Friday, April 12, 2013

A Film About Clotheslines


I grew up in the bucolic far reaches of the greater Pittsburgh area in western Pennsylvania. I always enjoyed those lazy days of summer, when gentle breezes punctuated the thick humidity, making the climate bearable, sometimes even pleasant.

My family was large, and even though we owned an electric clothes dryer, my mother often hung sheets and other laundry to dry on clotheslines strung across the length of our small backyard. I enjoyed the lingering sweet smell and the warmth of the sun left behind on the laundry as I helped my mother fold.

I had forgotten about those sensations and about the calming effect of seeing laundry billowing in the wind, having long ago surrendered myself entirely to the convience of the modern dryer.

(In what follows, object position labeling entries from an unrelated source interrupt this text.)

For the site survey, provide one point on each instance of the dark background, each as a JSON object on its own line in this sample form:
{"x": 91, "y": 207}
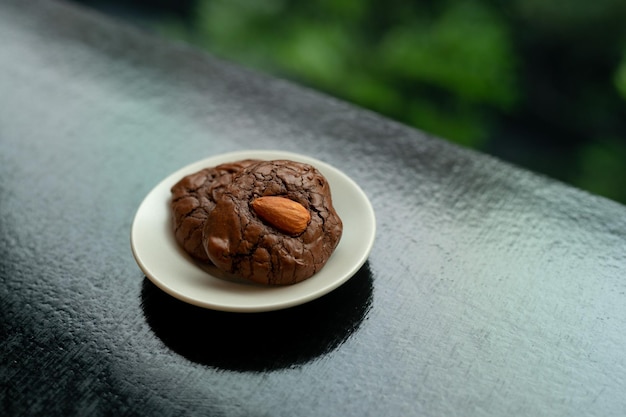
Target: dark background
{"x": 528, "y": 81}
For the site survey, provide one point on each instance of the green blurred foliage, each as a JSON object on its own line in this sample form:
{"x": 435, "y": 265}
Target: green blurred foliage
{"x": 499, "y": 76}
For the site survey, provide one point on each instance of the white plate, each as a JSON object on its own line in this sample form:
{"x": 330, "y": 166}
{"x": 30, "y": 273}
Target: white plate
{"x": 172, "y": 270}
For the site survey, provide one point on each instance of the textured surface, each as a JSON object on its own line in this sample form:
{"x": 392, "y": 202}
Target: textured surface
{"x": 490, "y": 291}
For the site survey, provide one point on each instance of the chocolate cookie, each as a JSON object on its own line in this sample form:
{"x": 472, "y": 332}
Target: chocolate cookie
{"x": 240, "y": 242}
{"x": 192, "y": 200}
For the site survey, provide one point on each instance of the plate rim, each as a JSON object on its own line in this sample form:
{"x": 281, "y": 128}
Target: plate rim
{"x": 260, "y": 306}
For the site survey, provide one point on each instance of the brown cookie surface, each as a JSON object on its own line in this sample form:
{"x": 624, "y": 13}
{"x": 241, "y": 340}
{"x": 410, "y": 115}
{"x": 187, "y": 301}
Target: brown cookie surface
{"x": 239, "y": 242}
{"x": 192, "y": 200}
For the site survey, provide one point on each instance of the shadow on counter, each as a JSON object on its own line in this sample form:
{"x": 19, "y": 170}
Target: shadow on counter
{"x": 259, "y": 341}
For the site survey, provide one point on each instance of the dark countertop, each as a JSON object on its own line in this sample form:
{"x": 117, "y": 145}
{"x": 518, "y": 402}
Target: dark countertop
{"x": 490, "y": 290}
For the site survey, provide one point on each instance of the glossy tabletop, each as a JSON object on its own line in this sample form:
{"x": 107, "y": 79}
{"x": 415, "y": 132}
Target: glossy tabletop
{"x": 489, "y": 290}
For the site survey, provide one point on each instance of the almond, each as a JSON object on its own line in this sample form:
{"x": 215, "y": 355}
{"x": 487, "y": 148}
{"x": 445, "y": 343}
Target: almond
{"x": 282, "y": 213}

Indeed, for many years I had even adopted the practice of sending my laundry out to be laundered. As a lawyer, my time had become too valuable to waste it on doing my own laundry.

Then in 2005 I married a German-Austrian. He moved to the US, and we made our home in New York City. Now we were sending all of our household laundry out to be laundered. My husband seemed torn. He could appreciate the luxury of having someone else launder our clothes. At the same time, he missed the stiffness in his shirts and the crunchy quality of towels hung dried, as he’d dried his things in Europe. I had problems understanding his perspective, until we moved to Germany in 2009.

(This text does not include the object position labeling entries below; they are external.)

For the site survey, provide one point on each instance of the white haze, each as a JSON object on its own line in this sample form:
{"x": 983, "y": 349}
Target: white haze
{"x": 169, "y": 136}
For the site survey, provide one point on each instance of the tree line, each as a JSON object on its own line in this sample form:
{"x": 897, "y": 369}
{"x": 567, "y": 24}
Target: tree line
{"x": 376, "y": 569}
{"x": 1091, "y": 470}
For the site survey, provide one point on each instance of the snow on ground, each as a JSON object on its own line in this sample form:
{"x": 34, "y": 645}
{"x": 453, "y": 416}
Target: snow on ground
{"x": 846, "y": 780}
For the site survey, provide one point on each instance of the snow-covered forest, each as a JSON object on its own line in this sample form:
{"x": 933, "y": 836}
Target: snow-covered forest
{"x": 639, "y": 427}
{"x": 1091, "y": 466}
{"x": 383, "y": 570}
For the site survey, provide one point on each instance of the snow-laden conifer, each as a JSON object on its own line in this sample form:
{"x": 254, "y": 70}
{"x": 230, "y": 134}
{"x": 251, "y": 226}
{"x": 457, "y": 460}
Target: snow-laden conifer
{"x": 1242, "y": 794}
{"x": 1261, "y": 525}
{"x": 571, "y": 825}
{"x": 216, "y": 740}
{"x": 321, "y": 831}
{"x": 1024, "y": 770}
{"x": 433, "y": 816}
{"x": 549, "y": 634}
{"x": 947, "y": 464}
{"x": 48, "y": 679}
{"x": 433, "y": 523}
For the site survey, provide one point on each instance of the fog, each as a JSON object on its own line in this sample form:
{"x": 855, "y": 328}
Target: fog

In German households, there are two very common conditions with respect to laundry. First, most households, even those based in rental apartments, have washing machines. (Laundry mats, in fact, are quite scarce.) Second, most households with washing machines do not have dryers. 

That factor alone, that I do not use (or pay someone to use) a dryer for drying my laundry, greatly reduces my ecological footprint. 

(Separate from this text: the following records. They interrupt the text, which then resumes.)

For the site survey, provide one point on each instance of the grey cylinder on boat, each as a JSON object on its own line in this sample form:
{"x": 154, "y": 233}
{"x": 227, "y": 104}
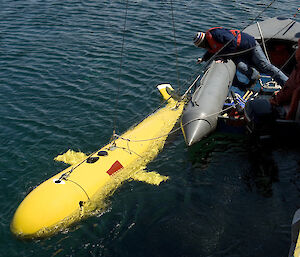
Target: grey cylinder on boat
{"x": 200, "y": 115}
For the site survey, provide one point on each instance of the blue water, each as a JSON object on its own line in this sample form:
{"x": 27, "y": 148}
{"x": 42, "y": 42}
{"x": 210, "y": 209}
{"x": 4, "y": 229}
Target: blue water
{"x": 62, "y": 88}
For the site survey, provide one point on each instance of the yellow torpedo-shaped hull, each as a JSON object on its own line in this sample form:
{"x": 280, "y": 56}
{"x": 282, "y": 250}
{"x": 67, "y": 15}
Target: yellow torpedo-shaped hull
{"x": 70, "y": 195}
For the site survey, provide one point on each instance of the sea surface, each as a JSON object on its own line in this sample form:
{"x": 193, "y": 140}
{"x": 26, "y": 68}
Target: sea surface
{"x": 72, "y": 71}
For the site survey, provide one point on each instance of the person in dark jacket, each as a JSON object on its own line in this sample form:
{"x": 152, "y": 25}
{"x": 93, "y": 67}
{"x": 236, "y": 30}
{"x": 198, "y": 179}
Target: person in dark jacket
{"x": 290, "y": 93}
{"x": 242, "y": 48}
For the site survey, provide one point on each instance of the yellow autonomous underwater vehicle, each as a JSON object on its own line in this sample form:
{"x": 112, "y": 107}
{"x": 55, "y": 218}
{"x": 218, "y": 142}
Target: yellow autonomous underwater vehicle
{"x": 79, "y": 190}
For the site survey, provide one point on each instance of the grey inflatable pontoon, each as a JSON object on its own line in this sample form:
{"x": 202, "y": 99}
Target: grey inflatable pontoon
{"x": 200, "y": 115}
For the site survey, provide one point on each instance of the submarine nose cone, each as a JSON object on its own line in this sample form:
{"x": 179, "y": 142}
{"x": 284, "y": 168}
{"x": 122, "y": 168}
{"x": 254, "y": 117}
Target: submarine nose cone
{"x": 196, "y": 130}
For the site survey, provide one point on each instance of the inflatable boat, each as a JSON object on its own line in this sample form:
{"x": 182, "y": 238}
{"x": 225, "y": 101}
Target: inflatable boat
{"x": 200, "y": 115}
{"x": 279, "y": 36}
{"x": 209, "y": 107}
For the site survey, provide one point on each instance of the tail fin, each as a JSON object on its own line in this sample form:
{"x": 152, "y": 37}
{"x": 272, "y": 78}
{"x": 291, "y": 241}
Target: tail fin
{"x": 167, "y": 92}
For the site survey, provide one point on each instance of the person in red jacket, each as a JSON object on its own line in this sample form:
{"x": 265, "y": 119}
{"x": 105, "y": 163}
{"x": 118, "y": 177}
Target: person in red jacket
{"x": 290, "y": 93}
{"x": 242, "y": 48}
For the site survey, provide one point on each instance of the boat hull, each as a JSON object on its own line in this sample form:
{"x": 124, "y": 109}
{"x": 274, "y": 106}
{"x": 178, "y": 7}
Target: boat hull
{"x": 200, "y": 115}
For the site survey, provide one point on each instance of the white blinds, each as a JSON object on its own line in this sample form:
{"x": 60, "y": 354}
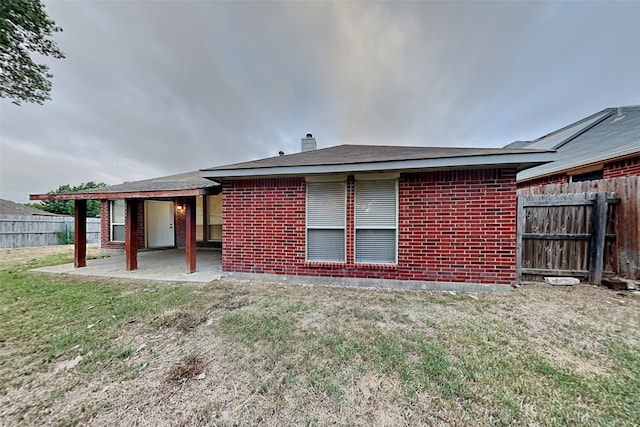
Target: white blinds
{"x": 376, "y": 204}
{"x": 376, "y": 222}
{"x": 326, "y": 217}
{"x": 326, "y": 204}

So why all this talk about laundry and dryers? 

About ten years ago, I met Alex Lee, the founder of Project Laundry List, an organization that promotes clothesline drying to reduce energy consumption and impacts to the environment. The PLL website describes its founding, “in 1995 when Dr. Helen Caldicott gave a speech at a Middlebury College symposium in which she said, ‘If we all did things like hang out our clothes, we could shut down the nuclear industry.’”

Dr. Caldicott’s statement was not hyperbole. However, hanging our clothes out to dry is easier said that done in the US these days.

A new film by White Lantern Films called “Drying for Freedom” very eloquently explains a few of the obstacles. The film begins with historical roots of the American culture of “living better electrically,” a cultural phenomonom born in the 1950’s thanks to a targeted  marketing campaign by General Electric. And who better to spoonfeed it to us than Ronald and Nancy Reagan who appeared in GE’s television ad campaigns. Combine the persuasiveness of the advertising campaign with a form of urban planning, hinged on strict conformity rules set by home owners associations, and hang drying’s days were numbered.

According to the film, the US has over 300,000 home owners associations (over 40,000 in California alone). It is a dominent form of modern living in the US, and I imagine that living in these housing developments is a symbol of financial stability and the staid American middle class. The rules set by these HMAs, put in simple terms, dictate how people maintain their properties. Besides banning clotheslines, they may dictate the color of one’s home and other cosmetic factors intended to maintain the orderly look of the community and thereby keep property values high.

After the film takes us on a tour of the historical underpinnings of clothes drying and clothesline bans, we meet several people across the US who are in the midst of battles to uphold their right to hang dry. The film finishes in India, where our energy appetite is put into a global perspective.

In arriving at that global perspective, let’s begin with a statistic: The US population is just four percent of the world population. The US population uses 25 percent of the world’s energy. (This statistic comes from the film, and I believe it to be roughly accurate.)

Several years ago when I was teaching at Tufts University, I traveled to India to attend a conference. The trip fell during the dark, short days of December. I landed in New Dehli, then traveled by chartered bus into the late evening deep into Rajistan province. I remember marveling at how dark the landscape became as the sun dipped below the horizon. Across the pitch black, I could see flickering lights, candles and oil lamps that lit the multitudes of homes without electricity. My mind wandered to a statistic I’d heard in a presentation by one of my students: If you hang your clothes in a closet and keep your food in a refrigerator, you are wealthier than 75 perecent of the people in the world. I don’t remember the provinence of the stastic, but its force brought tears to my eyes as I looked across miles and miles of twinkling lights.

India has a population of approximately 1.2 billion people. According to the film 400 million Indians -- nearly 100 million more than the entire US population -- live without electricity. Just imagine if the entire population of India, a country that is rapidly industrializing, had the same appetite for electricity as the US. It would be a catastrophe of epic proportions. Yet, why should the US and the global north be entitled unbridled use of world resources to the exclusion of the rest of the world? The simple answer is that they shouldn’t. 

The world is in desperate need of more sustainable and just models of energy usage, and we all can help. Start by seeing the film. “Drying for Freedom” is being screened in venues in the US and beyond during “Hanging Out Festivals” between April 19 and May 5.